Isar Aerospace parie gros. Assez grand pour couvrir deux continents. Ils ont signé un accord avec les services de lancement maritime du Canada pour utiliser le site Spaceport Nova Scotia. Cela coûte 150 millions de dollars. Un bail de 10 ans, avec une option pour une décennie supplémentaire.
Ils ne louent pas seulement une place de parking. Isar doit concevoir le pad lui-même. L’infrastructure doit être spécifiquement adaptée à leur fusée Spectrum. Maritime Launch Services (MLS) fournit le terrain, les installations pour l’intégration du véhicule, les zones d’essai et un centre de contrôle de mission. En gros, Isar apporte la fusée ; Le Canada fournit la scène.
La construction commence plus tard cette année. Ils visent 2028. C’est à ce moment-là que les premiers lancements orbitaux sont censés avoir lieu depuis cette nouvelle maison.
Alexandre Dalloneau, leur vice-président des opérations de mission, y voit un saut stratégique. « Le Canada est la prochaine étape… pour offrir une capacité de lancement complète de bout en bout aux pays souverains », a-t-il déclaré. J’en suis fier aussi. Le faire au Canada, avec le Canada.
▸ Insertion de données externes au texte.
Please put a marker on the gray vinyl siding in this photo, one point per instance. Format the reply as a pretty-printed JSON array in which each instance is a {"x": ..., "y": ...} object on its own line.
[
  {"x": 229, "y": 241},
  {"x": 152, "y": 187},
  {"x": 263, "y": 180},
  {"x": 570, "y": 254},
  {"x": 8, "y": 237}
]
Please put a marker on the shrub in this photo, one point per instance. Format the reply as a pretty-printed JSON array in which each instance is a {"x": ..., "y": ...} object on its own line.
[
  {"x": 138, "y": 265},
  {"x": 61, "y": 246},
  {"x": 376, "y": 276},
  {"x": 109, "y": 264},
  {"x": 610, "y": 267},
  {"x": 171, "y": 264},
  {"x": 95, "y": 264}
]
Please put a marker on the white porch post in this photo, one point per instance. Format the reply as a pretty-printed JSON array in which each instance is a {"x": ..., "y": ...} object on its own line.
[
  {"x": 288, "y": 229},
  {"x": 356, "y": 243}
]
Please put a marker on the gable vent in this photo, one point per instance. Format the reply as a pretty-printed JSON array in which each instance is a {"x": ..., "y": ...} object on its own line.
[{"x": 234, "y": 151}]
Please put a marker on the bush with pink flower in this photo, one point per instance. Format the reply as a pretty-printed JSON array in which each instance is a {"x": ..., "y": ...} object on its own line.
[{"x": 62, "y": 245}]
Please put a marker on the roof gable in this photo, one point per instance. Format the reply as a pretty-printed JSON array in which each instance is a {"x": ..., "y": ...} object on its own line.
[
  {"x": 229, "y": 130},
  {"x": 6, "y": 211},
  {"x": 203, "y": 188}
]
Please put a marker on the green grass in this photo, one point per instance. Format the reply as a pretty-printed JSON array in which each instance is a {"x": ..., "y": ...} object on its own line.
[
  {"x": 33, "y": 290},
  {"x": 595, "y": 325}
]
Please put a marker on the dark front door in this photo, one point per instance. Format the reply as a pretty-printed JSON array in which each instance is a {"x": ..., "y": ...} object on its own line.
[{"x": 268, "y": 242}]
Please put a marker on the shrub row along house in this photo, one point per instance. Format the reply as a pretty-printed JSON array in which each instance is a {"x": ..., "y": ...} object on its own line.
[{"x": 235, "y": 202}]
D’ici 2029 ? Ils veulent quarante lancements depuis cette plateforme. Quarante.
MLS pense que le partenariat a du sens. Stephen Matier, le PDG de l’entreprise, a parlé de création de services orbitaux fiables. Combiner la technologie d’Isar avec l’espace sous licence de la Nouvelle-Écosse.
Spaceport Nova n’est pas le seul acteur en ville. C’est un centre multi-utilisateurs. Conçu pour s’étendre si des clients se présentent. NordSpace, une autre entreprise canadienne, construit sa propre plate-forme flexible à proximité. Cependant, aucun des deux n’a encore atteint l’orbite. Ni l’un ni l’autre n’a prouvé que le concept fonctionne sur la scène mondiale.
Isar? Ils ont un essai. Mars 2025. Norvège.
La fusée Spectru a été lancée. J’ai vidé la tour. Puis ça a commencé à dégringoler. Il n’est pas resté debout longtemps. Il est redescendu sous forme de feu et de débris.
Depuis, ils ont réessayé. Plusieurs fois. Frotté par les intempéries. Lavé par des problèmes techniques. La fusée reste plus souvent dans le hangar qu’elle n’en sort.
Mais l’expansion au Canada continue. Dalloneau considère cette démarche internationale comme vitale, même si la fusée continue de tomber. Peut-être croit-il que la localisation résout la physique. Ou peut-être qu’il aime vraiment l’immobilier en Nouvelle-Écosse.